Sometimes life is hard. Sometimes you just have to keep pushing through it and be who you need to be weather you feel like you are alone, or not. Life is full of bad decisions and wrong doings that you will insanely regret later. You will hurt people, and be hurt yourself but at the end of the day, it's still worth it. Everything you do, you do for a reason. Something will come out of it, good or bad, and you will be a better person for it. Life is hard so it will make you stronger. The situations you so half-heartedly find yourself in will teach you a lesson and you will flourish from it. Don't regret the things you do because at the time you decided to do them, they probably made you the happiest person in the world.
Now it's time for the oldest question in the book. Is all fair in love and war? Where do you draw the line? How far would you go to get what you wanted, what truly made you happy? Would you hurt someone else so that in return for a broken heart, yours would be healed? I have to say, sadly I think I would. I do believe that all is fair in love and war and I don't believe that if you love something you should let it go. I believe that you should hold on with all of your might and do everything in your power to make it happen. Not in a creepy stalker way of course, but in more of a....pop culture Jacob kind of way. Until your preverbal heart stops beating. Just keep going and keep trying.
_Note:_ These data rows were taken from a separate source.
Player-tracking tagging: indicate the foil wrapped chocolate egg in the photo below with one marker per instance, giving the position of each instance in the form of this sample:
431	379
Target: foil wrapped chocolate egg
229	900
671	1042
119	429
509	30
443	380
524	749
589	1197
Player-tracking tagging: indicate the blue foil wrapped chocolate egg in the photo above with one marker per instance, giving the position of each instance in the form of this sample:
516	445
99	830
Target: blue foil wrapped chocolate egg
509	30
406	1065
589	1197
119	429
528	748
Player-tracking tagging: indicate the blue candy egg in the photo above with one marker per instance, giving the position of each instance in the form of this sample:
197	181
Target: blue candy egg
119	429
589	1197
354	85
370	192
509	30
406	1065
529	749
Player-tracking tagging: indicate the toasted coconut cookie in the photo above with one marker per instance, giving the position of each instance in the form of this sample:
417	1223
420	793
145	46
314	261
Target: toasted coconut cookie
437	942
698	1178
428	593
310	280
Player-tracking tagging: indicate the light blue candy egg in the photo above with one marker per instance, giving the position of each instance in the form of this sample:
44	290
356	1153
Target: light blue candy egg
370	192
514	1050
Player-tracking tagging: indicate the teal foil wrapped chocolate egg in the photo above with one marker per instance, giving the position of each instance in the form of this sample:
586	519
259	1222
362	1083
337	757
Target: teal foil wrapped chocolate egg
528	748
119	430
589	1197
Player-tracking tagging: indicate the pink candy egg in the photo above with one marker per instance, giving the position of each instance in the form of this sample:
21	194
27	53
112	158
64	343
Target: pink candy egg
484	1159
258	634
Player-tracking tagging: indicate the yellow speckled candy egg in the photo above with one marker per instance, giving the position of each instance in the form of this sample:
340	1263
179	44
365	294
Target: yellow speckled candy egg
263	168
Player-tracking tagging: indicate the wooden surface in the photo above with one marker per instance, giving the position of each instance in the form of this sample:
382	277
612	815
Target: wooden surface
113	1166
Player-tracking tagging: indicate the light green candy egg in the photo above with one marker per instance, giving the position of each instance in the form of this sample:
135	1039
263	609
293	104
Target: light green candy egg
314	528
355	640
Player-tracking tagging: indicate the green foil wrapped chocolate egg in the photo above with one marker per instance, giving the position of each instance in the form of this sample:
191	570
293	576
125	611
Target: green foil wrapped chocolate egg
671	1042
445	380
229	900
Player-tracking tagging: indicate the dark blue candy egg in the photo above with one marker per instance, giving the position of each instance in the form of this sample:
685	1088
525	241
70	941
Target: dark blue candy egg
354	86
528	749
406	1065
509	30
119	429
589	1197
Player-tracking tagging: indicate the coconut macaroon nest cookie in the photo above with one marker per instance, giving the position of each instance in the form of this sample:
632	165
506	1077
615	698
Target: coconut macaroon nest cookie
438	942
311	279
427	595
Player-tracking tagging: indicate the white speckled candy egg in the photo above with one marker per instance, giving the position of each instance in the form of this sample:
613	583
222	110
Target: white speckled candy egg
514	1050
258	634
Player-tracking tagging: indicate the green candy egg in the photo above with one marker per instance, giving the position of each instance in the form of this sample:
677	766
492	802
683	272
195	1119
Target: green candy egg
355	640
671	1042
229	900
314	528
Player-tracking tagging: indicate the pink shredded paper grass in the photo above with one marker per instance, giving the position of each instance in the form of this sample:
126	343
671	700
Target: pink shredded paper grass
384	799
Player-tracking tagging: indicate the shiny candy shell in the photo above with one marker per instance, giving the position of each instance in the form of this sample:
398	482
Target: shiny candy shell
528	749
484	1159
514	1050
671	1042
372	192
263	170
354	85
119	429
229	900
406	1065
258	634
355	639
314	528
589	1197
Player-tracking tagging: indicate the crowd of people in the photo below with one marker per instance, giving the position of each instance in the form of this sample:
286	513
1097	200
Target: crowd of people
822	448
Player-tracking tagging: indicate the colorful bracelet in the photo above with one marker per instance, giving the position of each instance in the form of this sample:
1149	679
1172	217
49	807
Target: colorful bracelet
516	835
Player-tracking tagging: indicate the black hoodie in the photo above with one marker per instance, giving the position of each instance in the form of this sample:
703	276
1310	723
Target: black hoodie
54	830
One of my favorite quotes is "anyone in the world can give up, it's the easiest thing in the world to do, but to hold it together when everyone would understand if you fell apart, that's true strength." I think that is perfect for how I live my life. I apologize that this blog has no other point than for me to get stuff off of my chest, but if you're reading it, I hope it is sincerely helping you, because Lord knows it's helping me.
Sometimes I feel like Samson. I'm tired of being the hero, and I just wish someone would cut my hair already. I get really tired of trying to be what everyone needs me to be all the time when really all I need me to be is happy. Then again, sometimes being happy is the hardest thing in the world to do. It can be like trying to learn how to fly. We watch birds to it all the time and we know what flying is, just like we know what happiness is, we just don't know how to do it. Samson just wanted someone to love him, at least I think so. I think he probably got tired of being a hero too. I also think that Delilah probably loved him long before the war. She probably knew every thought in his head. The war was just convenient.
Of all of these things in my life, I am grateful. I am so blessed to have situations to have to deal with, and also the ability to talk about them. I am lucky to have you, even if you are only waves on the internet. Sometimes, all you need is to get it out in the open to someone, even if that person has no idea what's going on. Then again, sometimes all you need is love.